ELIZABETH, Ind. (AP) - Prosecutors are considering filing charges against some Caesars Indiana casino patrons who walked away with too much cash from a malfunctioning slot machine.
Harrison County prosecutors have asked the Indiana State Police for casino videotapes and other evidence from the machine that malfunctioned last July, said chief deputy prosecutor John Colin.
Caesars lost $487,000 to patrons who used the machine installed with new software that wasn't designed for U.S. currency, state police said. The machine gave gamblers $10 credit for each dollar they inserted.
A Caesars spokeswoman said some of the players returned the money after being contacted by the southern Indiana casino, but she did not know how many did or how much they returned.
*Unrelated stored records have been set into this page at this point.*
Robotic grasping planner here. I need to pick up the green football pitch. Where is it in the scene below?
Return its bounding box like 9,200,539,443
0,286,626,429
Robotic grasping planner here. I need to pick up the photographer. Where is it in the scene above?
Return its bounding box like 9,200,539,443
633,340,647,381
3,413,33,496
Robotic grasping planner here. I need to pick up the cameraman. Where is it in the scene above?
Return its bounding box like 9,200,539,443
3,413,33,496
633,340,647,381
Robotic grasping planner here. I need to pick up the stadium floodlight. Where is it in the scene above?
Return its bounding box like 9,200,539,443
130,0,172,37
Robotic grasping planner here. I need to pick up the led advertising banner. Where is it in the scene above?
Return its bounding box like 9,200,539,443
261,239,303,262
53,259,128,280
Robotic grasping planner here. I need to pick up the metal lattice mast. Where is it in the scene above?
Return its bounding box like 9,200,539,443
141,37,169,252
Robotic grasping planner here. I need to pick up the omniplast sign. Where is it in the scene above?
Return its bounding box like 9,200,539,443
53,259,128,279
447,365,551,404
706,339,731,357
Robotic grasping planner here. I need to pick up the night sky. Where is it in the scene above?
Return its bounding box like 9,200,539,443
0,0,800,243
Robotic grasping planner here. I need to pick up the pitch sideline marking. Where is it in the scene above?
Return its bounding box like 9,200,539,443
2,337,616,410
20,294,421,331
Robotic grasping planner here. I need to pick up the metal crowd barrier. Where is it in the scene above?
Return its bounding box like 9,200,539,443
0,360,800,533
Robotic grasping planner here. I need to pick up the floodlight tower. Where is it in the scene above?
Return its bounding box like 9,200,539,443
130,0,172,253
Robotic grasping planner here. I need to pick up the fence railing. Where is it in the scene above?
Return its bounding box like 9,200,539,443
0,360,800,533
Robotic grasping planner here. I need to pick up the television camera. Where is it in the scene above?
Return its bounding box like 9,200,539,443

The investigation was still pending partly because it has taken longer than expected to obtain casino records, Colin said. A decision on whether to bring charges could come within a couple of weeks, he said.
"This is a bit of an unusual case because you've got to go back and piece together who did what," he said.
Caesars found out about the mistake when Kathryn Ford of Louisville, Ky., noticed the slot machine had registered $200 when she put in $20. She and her husband alerted Caesars employees, but by then, more than two dozen gamblers had played the device.
Ford told The Courier-Journal of Louisville that she thought it was unfair to go after patrons. When a slot machine jams and gamblers lose money, they don't get it back, she said.
"It doesn't work in the reverse," Ford said. "They need to forget it and move on."
Colin said "criminal intent" may be involved when people played a machine they knew was faulty.